When we used the multitool to install a dishwasher, take apart a watch, and perform other household tasks, we found a lot of additional conveniences. For example, you can tell the serrated and straight blades apart without unfurling them because they have different spines–bumpy for serrated and smooth for straight. We also think the fact that you can operate the scissors with just your thumb is pretty clever.
Your smartphone really is a great tool for emergency situations. It's a GPS, a decent flashlight, and (of course) a communication device. But batteries can run out. Then what?
There are hundreds of external battery packs on the market, but what separates the good from the bad is power versus portability. We know dozens of people who own battery backups from Anker and this is one of the best combinations of size, power, and price out there right now. It has enough juice to power a smartphone for days on end and weighs less than a pound. Don't leave home without one.
Imagine our embarrassment if we wrote an emergency preparedness article without a first aid kit.

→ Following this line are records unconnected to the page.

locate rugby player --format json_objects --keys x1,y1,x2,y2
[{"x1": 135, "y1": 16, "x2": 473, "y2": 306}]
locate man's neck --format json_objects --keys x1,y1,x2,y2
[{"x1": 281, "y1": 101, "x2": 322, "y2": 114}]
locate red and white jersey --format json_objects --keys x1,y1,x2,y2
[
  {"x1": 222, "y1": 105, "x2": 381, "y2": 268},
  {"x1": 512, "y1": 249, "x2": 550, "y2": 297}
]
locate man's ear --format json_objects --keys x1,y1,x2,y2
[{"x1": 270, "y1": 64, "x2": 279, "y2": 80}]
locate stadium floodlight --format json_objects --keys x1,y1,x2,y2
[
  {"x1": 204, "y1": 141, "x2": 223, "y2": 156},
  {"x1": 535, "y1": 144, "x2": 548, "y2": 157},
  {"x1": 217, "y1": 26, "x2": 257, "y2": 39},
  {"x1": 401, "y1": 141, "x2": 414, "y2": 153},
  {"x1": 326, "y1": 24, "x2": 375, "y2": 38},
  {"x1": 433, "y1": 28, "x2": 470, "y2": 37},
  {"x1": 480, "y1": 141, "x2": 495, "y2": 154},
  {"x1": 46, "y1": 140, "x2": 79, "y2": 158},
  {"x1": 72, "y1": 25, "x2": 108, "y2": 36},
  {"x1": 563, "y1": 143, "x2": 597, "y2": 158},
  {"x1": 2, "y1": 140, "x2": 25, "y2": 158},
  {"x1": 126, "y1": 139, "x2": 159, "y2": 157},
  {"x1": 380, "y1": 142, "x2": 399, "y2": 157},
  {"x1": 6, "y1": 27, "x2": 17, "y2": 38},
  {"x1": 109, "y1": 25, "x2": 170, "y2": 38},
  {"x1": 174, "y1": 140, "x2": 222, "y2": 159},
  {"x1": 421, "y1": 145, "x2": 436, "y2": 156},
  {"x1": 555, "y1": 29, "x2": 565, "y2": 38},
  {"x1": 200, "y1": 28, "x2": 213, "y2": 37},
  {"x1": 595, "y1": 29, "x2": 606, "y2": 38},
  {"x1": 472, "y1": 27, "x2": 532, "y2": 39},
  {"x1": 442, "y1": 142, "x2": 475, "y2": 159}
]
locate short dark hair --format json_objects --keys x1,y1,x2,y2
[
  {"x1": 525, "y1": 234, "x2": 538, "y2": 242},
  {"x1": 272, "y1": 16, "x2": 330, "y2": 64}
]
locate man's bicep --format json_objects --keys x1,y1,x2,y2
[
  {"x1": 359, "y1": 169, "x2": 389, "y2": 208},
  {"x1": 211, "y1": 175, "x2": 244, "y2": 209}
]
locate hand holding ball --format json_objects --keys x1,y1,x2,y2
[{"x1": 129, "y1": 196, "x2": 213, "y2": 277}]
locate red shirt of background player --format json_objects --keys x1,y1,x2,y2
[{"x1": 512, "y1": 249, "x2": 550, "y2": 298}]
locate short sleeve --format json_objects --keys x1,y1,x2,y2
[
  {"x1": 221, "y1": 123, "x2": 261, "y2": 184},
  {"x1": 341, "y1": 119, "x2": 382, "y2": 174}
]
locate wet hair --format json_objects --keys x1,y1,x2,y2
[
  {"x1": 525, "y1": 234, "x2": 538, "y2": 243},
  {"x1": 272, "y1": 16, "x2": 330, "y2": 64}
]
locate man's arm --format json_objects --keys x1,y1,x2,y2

These things are a dime a dozen, but one oft-recommended kit is the Adventure Medical Kits Ultralight and Watertight Medical Kit .9. It is, yes, ultra light at just 12 ounces, and the treatments are stored inside a two-stage watertight pouch with a water resistant zipper.
Despite the size, this is still a relatively comprehensive first aid kit, and a great one to throw inside a backpack or in the trunk of your car.